With a 1.7 assist-turnover ratio, he isn't always the most willing passer, and his feel for the game is below average, but the Celtics probably feel confident that he'll be able to improve in this area due to the system that'll influence him. Stevens was highly successful in getting a similarly raw point guard in Smart to improve his decision-making this past season, which bodes well for Rozier.

But that wouldn't matter if he weren't willing to accept this level of instruction, which is where his work ethic comes into play.

"I really feel like it was my fault [we lost in the Elite 8]," Rozier told the Courier-Journal. "[I was] pressing too much, trying to do too much, not letting the game come to me, being that competitor who wanted to win so bad - I just feel like I overdid it. We came up short mainly because of me. I was hurt after that game. I was hurt. It hit me out of nowhere. I said to [my teammate], 'I feel like it's my fault.' I just busted out crying. It was just a lot, man. It was a lot."

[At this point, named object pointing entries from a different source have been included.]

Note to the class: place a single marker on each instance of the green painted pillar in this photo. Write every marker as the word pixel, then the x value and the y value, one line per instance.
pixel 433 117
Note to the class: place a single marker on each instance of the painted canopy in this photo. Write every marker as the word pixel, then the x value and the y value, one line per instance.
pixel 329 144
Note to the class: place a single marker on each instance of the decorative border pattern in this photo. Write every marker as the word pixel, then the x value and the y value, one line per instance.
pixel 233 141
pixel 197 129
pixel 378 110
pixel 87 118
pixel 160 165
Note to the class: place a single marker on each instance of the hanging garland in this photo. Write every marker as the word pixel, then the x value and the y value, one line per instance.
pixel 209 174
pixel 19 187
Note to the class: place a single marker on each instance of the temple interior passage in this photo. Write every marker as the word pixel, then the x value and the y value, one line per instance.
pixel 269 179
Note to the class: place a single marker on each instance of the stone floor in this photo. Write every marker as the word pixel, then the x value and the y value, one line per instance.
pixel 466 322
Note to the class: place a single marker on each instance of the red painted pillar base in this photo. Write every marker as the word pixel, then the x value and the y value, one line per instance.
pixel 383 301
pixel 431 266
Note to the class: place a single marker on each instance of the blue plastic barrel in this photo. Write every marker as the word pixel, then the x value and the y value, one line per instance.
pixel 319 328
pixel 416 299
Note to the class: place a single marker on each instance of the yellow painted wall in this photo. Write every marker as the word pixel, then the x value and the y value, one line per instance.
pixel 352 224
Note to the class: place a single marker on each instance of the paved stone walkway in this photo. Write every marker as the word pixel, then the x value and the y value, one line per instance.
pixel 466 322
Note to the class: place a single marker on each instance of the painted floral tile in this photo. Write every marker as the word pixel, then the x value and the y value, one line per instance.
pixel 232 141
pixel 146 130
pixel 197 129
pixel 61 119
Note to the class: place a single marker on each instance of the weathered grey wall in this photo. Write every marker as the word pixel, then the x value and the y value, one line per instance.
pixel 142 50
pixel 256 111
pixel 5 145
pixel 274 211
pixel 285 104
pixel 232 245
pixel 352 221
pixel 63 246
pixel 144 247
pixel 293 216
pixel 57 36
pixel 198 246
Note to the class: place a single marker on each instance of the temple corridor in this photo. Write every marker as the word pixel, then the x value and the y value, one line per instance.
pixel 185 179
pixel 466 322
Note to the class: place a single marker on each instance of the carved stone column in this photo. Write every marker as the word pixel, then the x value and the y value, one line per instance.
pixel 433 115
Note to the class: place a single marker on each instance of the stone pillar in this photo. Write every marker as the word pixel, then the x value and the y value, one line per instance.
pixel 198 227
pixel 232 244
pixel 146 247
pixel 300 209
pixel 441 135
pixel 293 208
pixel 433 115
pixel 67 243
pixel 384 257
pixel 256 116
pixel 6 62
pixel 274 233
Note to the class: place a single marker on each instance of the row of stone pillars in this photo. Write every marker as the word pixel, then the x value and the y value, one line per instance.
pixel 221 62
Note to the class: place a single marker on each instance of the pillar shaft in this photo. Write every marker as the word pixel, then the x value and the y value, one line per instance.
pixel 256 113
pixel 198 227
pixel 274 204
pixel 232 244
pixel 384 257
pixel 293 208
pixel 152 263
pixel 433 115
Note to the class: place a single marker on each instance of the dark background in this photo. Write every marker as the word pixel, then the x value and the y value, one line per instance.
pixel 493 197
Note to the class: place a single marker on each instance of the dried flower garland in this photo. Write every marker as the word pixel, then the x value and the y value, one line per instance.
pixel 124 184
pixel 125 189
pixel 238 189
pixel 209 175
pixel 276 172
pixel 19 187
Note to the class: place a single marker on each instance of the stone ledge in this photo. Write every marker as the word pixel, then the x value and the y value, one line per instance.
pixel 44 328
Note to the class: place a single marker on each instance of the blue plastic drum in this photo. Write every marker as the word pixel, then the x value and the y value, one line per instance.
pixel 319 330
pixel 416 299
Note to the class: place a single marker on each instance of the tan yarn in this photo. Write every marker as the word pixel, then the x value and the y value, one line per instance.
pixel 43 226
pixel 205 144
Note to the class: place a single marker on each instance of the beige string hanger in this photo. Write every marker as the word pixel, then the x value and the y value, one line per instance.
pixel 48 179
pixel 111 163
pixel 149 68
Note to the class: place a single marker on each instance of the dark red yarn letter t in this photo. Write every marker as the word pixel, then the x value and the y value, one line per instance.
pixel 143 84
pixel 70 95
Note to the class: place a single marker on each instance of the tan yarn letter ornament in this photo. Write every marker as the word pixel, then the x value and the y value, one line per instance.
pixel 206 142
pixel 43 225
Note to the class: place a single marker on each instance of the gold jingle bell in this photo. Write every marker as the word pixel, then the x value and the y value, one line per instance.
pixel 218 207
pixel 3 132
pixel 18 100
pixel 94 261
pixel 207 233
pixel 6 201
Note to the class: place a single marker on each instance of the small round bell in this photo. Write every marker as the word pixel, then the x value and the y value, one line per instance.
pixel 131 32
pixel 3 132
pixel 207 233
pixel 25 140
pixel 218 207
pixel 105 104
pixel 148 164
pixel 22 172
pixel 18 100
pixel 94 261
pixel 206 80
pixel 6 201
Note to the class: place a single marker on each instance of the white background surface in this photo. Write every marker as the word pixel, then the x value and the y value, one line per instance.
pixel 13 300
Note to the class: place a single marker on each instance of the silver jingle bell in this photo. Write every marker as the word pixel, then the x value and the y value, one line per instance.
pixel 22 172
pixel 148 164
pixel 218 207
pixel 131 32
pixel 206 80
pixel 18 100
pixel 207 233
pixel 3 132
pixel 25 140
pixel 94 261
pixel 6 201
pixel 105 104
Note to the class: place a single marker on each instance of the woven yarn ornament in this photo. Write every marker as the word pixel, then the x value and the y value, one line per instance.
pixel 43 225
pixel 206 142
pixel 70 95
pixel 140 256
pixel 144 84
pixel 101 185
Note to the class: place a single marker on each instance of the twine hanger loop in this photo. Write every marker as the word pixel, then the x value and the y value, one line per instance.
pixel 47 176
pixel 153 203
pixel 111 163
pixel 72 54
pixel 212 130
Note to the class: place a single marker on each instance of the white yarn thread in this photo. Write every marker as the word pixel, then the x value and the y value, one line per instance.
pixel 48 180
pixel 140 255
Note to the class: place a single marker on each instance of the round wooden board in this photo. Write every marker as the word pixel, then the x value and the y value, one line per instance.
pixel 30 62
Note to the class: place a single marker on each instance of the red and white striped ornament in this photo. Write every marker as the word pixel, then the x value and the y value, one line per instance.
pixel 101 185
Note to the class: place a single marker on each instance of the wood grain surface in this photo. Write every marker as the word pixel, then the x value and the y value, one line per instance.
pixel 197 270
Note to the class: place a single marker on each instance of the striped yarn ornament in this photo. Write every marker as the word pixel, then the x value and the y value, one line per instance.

This self-doubting attitude could work to his advantage in Boston. Combined with the instruction of Stevens and an ability to admit when he's at fault could lead to an increased level of accountability and therefore better decision-making on the court.

Stevens can get creative using Rozier off-ball. Though he shot only 30.6 percent from three, he's a solid standstill spot up shooter that uses the hop to get his shots off quickly. This will allow him to play on the court with Smart or Thomas.

Rozier's ability to shoot off the catch also gives him potential off screens. With his speed, he can race through screens to get open, though he lacks experience in that play type. He was used more frequently in dribble handoffs, which he excelled at.

Overall, Rozier has very good shooting mechanics to build on. Having poor-to-average shooters "get more reps" as a means of sparking improvement is a road to nowhere, like it may have been for Phil Pressey, but "more reps" might be all Rozier really needs. He uses the turn, the sweep and sway, and the dip to effectively shoot from deep. Simply getting his landing narrower should improve his percentages off the catch.

However, the Celtics must also diagnose a problem with his release. He misses "left" and "right" as opposed to just "short" and "long," which suggests there could be a mechanical problem with his fingers or wrist. Once that's diagnosed, it must be corrected. It's possible this problem is related to his unbalanced landing.

Rozier needs to improve his shot off the dribble, but he is solid from mid-range. He's capable of pulling up out of the pick-and-roll, as displayed above in that sensational Wade-like weave through the defense into the jumper, but he hasn't shown he can make defenders pay for going under screens by draining threes over a screen. Developing this would add a new dimension to his game, but it doesn't appear to be something he'll utilize as a rookie.

Boston's roster is currently unbalanced; they have six "primary ball handlers" and need to trim that number down. But it's too early in the summer to discuss what level of opportunity Rozier could receive this season. Free agency has yet to begin and the roster could look dramatically different in just a few weeks.

The bottom-line is the Boston Celtics drafted a player they believe had the highest upside of the options available. While it remains to be seen how he fits into the team's plans this season and in the future, he is undoubtedly a talented two-player in a promising situation that could help him develop rapidly. It might not even be long before fans are clamoring for Terry Rozier to get more playing time.